Si se quiere centrar en realizar una escapada en torno al jamón de Jabugo y todo lo que él conlleva únicamente, le explicamos que planes no pueden faltar en su ruta.

Museo del Jamón en Aracena

Sin duda alguna hacer una visita al Museo del Jamón en Aracena no puede faltar en su itinerario. Este Centro de Interpretación del Cerdo Ibérico cuenta con 7 salas donde sus visitantes irán conociendo el proceso de crianza, su vida en la dehesa, la alimentación que siguen, la matanza tradicional o industrial, el proceso de curación y preparación y, como no, el proceso de maduración en las bodegas.

En este museo, además de conocer detalles muy interesantes sobre el mundo del jamón ibérico, conocerá los 4 factores esenciales que lo identifican:

  • La pureza de la raza, endémica de la Península Ibérica.
  • El ecosistema de las dehesas, esencial en la crianza y alimentación del cerdo ibérico.
  • La crianza en libertad.
  • El sistema de curación natural: lento y con unas condiciones de temperatura y humedad controladas de manera artesanal.

 

 

Dehesa - Ruta del Jabugo
Museo del jamón Aracena

La montanera: visita a una dehesa

La dehesa es la base de la crianza del cerdo. Sin ella, no existiría el jamón ibérico. La dehesa es un modelo tradicional de desarrollo sostenible y perfecta armonización entre el hombre y la naturaleza donde el cerdo ibérico encuentra en ella el hábitat perfecto para desarrollar sus mejores características.

Los principales protagonistas de este hábitat son las encinas, alcornoques y quejigos. Estos árboles son los encargados de producir el alimento esencial en la dieta del cerdo ibérico: la bellota.

Aquí este animal disfruta de una plena libertad donde ejercita su musculatura y se alimenta, además de la bellota, de tubérculos, pasto y frutos que la dehesa proporciona.

La época de la montanera transcurre entre otoño y finales de invierno, cuando la bellota madura y cae al suelo. La bellota es la encargada de aportar las grasas insaturadas que se infiltran en el jamón y convierten el producto ibérico en un manjar exquisito y saludable. Tras dos montaneras – es decir, dos años – habrá alcanzado su peso ideal.
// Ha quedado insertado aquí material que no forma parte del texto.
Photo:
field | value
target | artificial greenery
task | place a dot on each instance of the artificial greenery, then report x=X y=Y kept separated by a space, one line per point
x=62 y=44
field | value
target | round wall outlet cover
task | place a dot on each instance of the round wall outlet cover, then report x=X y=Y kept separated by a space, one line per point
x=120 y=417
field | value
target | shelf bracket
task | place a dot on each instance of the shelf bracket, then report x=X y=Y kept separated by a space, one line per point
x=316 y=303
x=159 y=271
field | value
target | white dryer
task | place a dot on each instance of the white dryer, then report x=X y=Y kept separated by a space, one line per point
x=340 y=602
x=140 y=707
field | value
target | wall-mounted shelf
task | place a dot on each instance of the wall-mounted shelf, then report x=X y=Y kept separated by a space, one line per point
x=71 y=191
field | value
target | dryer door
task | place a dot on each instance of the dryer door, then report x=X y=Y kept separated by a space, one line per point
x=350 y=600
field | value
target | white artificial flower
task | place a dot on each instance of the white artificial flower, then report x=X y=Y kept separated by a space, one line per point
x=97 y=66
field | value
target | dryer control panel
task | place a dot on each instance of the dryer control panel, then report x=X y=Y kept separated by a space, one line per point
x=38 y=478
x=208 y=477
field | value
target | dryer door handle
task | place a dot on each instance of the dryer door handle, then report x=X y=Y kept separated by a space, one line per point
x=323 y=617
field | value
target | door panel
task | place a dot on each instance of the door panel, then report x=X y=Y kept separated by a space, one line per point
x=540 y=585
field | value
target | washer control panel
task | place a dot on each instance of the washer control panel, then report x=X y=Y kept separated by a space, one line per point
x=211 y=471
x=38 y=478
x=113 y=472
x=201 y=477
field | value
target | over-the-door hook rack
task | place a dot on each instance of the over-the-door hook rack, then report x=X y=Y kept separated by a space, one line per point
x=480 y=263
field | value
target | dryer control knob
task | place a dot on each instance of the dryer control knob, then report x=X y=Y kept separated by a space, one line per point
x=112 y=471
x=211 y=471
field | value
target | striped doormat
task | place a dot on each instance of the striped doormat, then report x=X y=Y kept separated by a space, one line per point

Visita a un secadero de jamones

Uniendo una raza concreta, el cerdo ibérico, y un entorno natural específico para su desarrollo, la dehesa, el factor que nos falta es el buen saber del artesano que lo trata, ayudado eso sí, por la altitud y el microclima que permite que jamones y paletas se curen al ritmo de las estaciones .

Y es que de nada sirve contar con un producto estrella si el tratado final no es el adecuado. El proceso de elaboración está formado por el despiece y el proceso de salazón.

El proceso de salazón se basa en colocar los jamones unos encima de otros separados por sal en la cámara de salazón. En ella estarán un día por kilo de peso, a temperatura entre 1º y 5º, y humedad en torno al 80 o 90%.

Luego se procede al lavado de las piezas para eliminar todo los restos de sal y descansará entre 60 y 75 días en un lugar fresco y húmedo para que la sal absorbida se distribuya entre la carne.

En los secaderos se cuelgan los jamones entre 3 y 7 meses para que, como su propio nombre indica, se seque la humedad de cada pieza al completo. En este punto se produce el famoso “sudado” de las piezas por el calor del verano, este es el encargado de distribuir la grasa por las masas musculares.

Tras el secado, se procede al envejecimiento de la pieza en las bodegas por un período mínimo de 18 meses. El maestro jamonero dirá cuándo está listo para su consumo y disfrute en el proceso conocido como “cala” o “calado”. Solo nombrarlo y hace que las papilas gustativas empiecen a salivar.

Existen más de una treintena de bodegas en la Sierra de Huelva por lo que no será difícil encontrar una para visitar.

Corte y cata del jamón de Jabugo

La apertura de un jamón ibérico requiere un cuidado extremo ya que el corte es clave para poder apreciar la calidad de una buena pieza. Le recomendamos asistir a una de las actividades estrellas de la ruta, un taller de corte de jamón.

Los cortadores de jamón conocen a la perfección la anatomía del jamón, esto unido a su habilidad, experiencia y calidad de sus cuchillos y herramientas, hacen de cada corte un bocado inolvidable.